在没有互联网连接的情况下,使用LLM的力量对你的文档提出问题。 100%私有,任何时候都没有数据离开你的执行环境。你可以在没有互联网连接的情况下摄取文档和提问!
使用LangChain,GPT4All,LlamaCpp,Chroma和SentenceTransformers构建。
为了设置你的环境以运行此处的代码,请首先安装所有要求:
pip3 install -r requirements.txt
然后,下载LLM模型并将其放在你选择的目录中:
.env
重命名并相应地编辑变量。
example.env
.env
MODEL_TYPE: supports LlamaCpp or GPT4All PERSIST_DIRECTORY: is the folder you want your vectorstore in MODEL_PATH: Path to your GPT4All or LlamaCpp supported LLM MODEL_N_CTX: Maximum token limit for the LLM model EMBEDDINGS_MODEL_NAME: SentenceTransformers embeddings model name (see https://www.sbert.net/docs/pretrained_models.html) TARGET_SOURCE_CHUNKS: The amount of chunks (sources) that will be used to answer a question
注意:由于加载嵌入的方式,第一次运行脚本时,需要互联网连接才能下载嵌入模型本身。
langchain
SentenceTransformers
此存储库使用联合状态脚本作为示例。
将任何和所有文件放入目录中
source_documents
支持的扩展包括:
.csv:.CSV
.docx:文字文档,
.doc:文字文档,
.enex:印象笔记,
.eml:电子邮件
.epub: EPub,
.html: HTML 文件,
.md: 降价,
.msg: 展望消息,
.odt:打开文档文本,
.pptx:幻灯片文档,
.ppt:幻灯片文档,
.txt: 文本文件 (UTF-8),
运行以下命令以引入所有数据。
python ingest.py
输出应如下所示:
Creating new vectorstore
Loading documents from source_documents
Loading new documents: 100%|██████████████████████| 1/1 [00:01<00:00, 1.73s/it]
Loaded 1 new documents from source_documents
Split into 90 chunks of text (max. 500 tokens each)
Creating embeddings. May take some minutes...

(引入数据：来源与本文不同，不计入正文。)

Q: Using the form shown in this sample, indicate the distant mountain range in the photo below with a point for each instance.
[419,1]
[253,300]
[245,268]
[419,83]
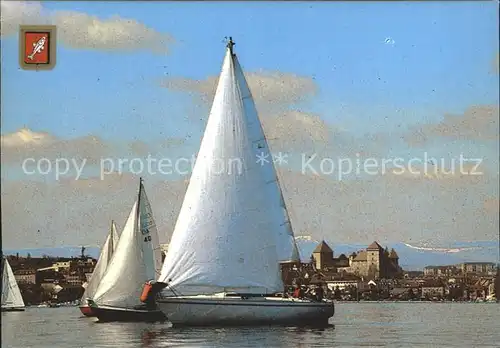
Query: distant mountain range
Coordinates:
[411,257]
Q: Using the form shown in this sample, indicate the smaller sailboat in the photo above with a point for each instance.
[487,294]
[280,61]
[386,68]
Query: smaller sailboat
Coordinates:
[11,295]
[107,252]
[136,260]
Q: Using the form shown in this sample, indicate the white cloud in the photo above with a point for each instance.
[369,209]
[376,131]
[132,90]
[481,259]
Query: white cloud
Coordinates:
[476,123]
[267,87]
[78,212]
[83,31]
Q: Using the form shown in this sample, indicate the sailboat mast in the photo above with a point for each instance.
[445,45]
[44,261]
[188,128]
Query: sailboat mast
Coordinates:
[295,252]
[137,211]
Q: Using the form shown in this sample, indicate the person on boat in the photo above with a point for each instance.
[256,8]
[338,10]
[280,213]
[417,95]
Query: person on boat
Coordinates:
[302,292]
[319,293]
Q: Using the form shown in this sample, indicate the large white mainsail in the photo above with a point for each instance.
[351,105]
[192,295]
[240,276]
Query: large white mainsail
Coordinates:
[105,256]
[11,295]
[231,231]
[132,263]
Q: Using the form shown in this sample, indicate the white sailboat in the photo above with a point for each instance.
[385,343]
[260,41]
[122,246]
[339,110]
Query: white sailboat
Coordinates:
[107,252]
[137,259]
[222,265]
[11,295]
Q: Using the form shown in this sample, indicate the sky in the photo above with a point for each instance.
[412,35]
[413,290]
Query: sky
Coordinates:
[331,79]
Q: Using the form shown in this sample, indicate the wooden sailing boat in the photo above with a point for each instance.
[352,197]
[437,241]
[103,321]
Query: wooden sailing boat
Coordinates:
[11,295]
[137,259]
[222,264]
[107,252]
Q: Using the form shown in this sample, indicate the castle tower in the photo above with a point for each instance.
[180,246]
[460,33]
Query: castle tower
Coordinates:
[323,255]
[374,256]
[394,257]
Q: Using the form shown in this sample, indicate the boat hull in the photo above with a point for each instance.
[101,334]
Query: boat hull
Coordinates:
[110,314]
[210,311]
[87,311]
[13,309]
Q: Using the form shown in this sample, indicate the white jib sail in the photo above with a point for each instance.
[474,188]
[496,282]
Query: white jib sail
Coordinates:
[125,275]
[231,219]
[149,232]
[286,245]
[11,295]
[102,263]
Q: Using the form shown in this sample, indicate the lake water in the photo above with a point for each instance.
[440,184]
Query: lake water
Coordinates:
[354,325]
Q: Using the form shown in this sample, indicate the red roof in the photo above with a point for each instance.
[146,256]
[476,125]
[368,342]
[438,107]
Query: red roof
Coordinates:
[323,248]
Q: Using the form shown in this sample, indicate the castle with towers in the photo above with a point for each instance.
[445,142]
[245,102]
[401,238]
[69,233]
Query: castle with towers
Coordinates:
[374,262]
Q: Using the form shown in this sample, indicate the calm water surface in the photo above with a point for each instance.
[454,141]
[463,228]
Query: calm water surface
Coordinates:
[354,325]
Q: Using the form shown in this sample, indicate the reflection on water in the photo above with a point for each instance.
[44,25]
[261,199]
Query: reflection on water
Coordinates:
[354,325]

Using embedded DuckDB with persistence: data will be stored in: db
Ingestion complete! You can now run privateGPT.py to query your documents
它将创建一个包含本地向量存储的文件夹。每个文档需要 20-30 秒,具体取决于文档的大小。你可以根据需要引入任意数量的文档,所有文档都将累积在本地嵌入数据库中。如果要从空数据库开始,请删除该文件夹。
db
db
注意:在摄取过程中,没有数据离开你的本地环境。你可以在没有 Internet 连接的情况下进行摄取,但首次运行采集脚本时下载嵌入模型除外。
要提出问题,请运行如下命令:
python privateGPT.py
并等待脚本需要你的输入。
> Enter a query:
Hit enter. You'll need to wait 20-30 seconds (depending on your machine) while the LLM model consumes the prompt and prepares the answer. Once done, it will print the answer and the 4 sources it used as context from your documents; you can then ask another question without re-running the script, just wait for the prompt again.

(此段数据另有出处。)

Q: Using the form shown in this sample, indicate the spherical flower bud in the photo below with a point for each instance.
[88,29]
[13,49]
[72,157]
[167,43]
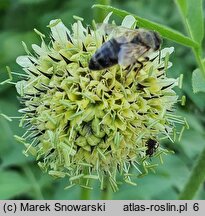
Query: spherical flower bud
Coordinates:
[85,124]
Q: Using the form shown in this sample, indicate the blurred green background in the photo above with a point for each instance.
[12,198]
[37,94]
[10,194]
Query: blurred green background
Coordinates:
[20,177]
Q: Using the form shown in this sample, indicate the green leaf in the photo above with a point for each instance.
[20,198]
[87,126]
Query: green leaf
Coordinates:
[12,184]
[198,81]
[163,30]
[192,12]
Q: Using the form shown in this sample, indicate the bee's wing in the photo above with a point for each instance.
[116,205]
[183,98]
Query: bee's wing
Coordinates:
[129,53]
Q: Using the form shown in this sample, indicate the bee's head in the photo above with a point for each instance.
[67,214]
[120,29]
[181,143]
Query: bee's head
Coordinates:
[156,41]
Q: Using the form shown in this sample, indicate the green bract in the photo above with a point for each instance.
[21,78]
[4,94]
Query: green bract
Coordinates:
[86,124]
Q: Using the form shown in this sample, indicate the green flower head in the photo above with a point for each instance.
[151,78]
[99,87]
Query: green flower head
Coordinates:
[84,124]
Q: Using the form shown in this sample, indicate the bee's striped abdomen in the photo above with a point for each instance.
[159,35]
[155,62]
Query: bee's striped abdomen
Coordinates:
[106,56]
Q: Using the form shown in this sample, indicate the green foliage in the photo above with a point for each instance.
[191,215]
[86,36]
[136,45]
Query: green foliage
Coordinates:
[20,178]
[198,81]
[192,13]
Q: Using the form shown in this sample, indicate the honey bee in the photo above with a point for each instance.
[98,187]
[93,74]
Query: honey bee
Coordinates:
[125,48]
[152,146]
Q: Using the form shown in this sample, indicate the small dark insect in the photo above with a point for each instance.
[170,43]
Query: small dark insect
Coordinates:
[152,146]
[125,48]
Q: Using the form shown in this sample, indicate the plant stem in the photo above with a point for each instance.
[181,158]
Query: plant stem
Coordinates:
[35,184]
[99,14]
[85,194]
[196,179]
[106,193]
[199,61]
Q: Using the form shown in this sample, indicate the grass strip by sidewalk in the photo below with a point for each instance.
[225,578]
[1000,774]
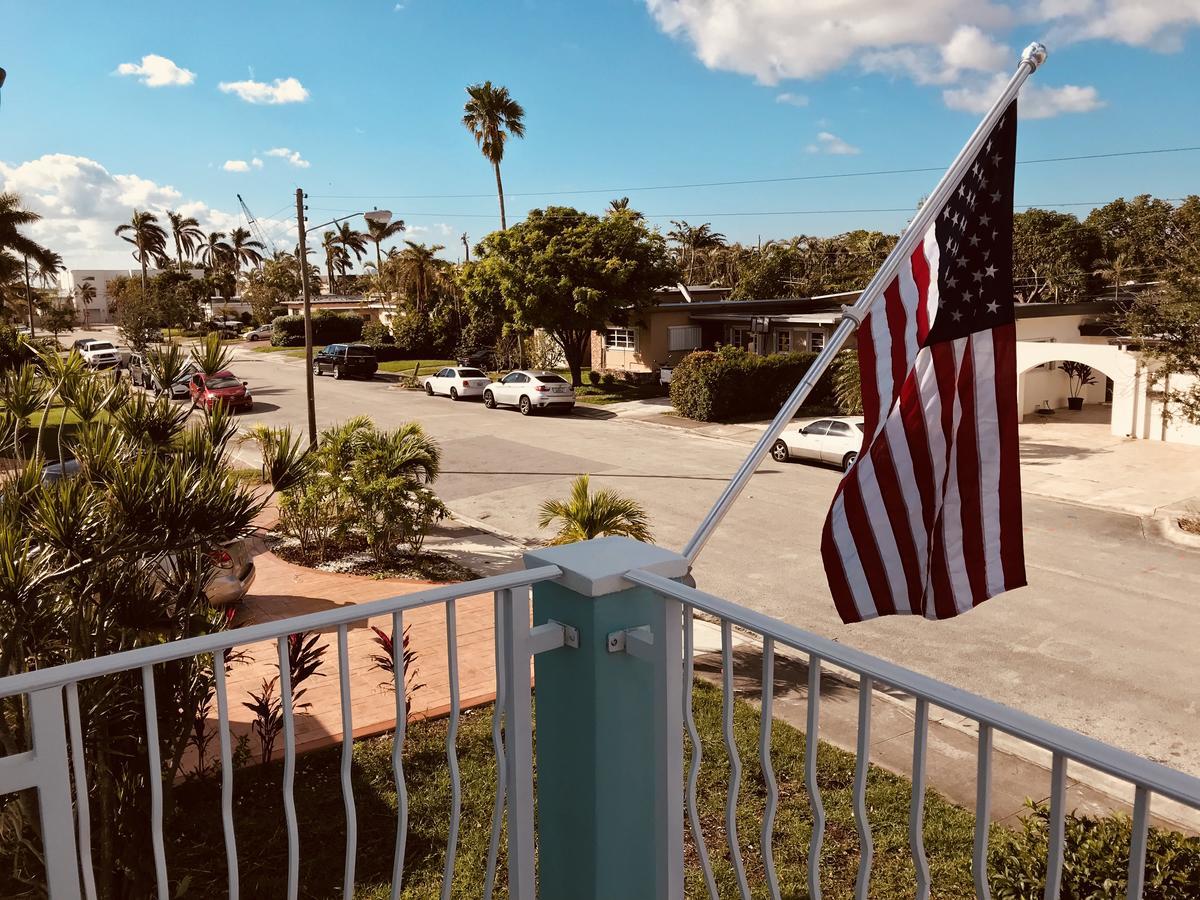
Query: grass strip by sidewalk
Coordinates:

Note: you could turn off your internet connection, and the script inference would still work. No data gets out of your local environment.
Type
exit
to finish the script.
CLIThe script also supports optional command-line arguments to modify its behavior. You can see a full list of these arguments by running the command
python privateGPT.py --help
in your terminal.
How does it work?Selecting the right local models and the power of
LangChain
you can run the entire pipeline locally, without any data leaving your environment, and with reasonable performance.
ingest.pyuses
LangChaintools to parse the document and create embeddings locally using
HuggingFaceEmbeddings(
SentenceTransformers). It then stores the result in a local vector database using
Chromavector store.
privateGPT.pyuses a local LLM based on
GPT4All-Jor
LlamaCppto understand questions and create answers. The context for the answers is extracted from the local vector store using a similarity search to locate the right piece of context from the docs.
GPT4All-Jwrapper was introduced in LangChain 0.0.162.
To use this software, you must have Python 3.10 or later installed. Earlier versions of Python will not compile.
If you encounter an error while building a wheel during the
pip installprocess, you may need to install a C++ compiler on your computer.
To install a C++ compiler on Windows 10/11, follow these steps:
gcccomponent.
When running a Mac with Intel hardware (not M1), you may run into clang: error: the clang compiler does not support '-march=native' during pip install.
If so set your archflags during pip install. eg: ARCHFLAGS="-arch x86_64" pip3 install -r requirements.txt
This is a test project to validate the feasibility of a fully private solution for question answering using LLMs and Vector embeddings. It is not production ready, and it is not meant to be used in production. The models selection is not optimized for performance, but for privacy; but it is possible to use different models and vectorstores to improve performance.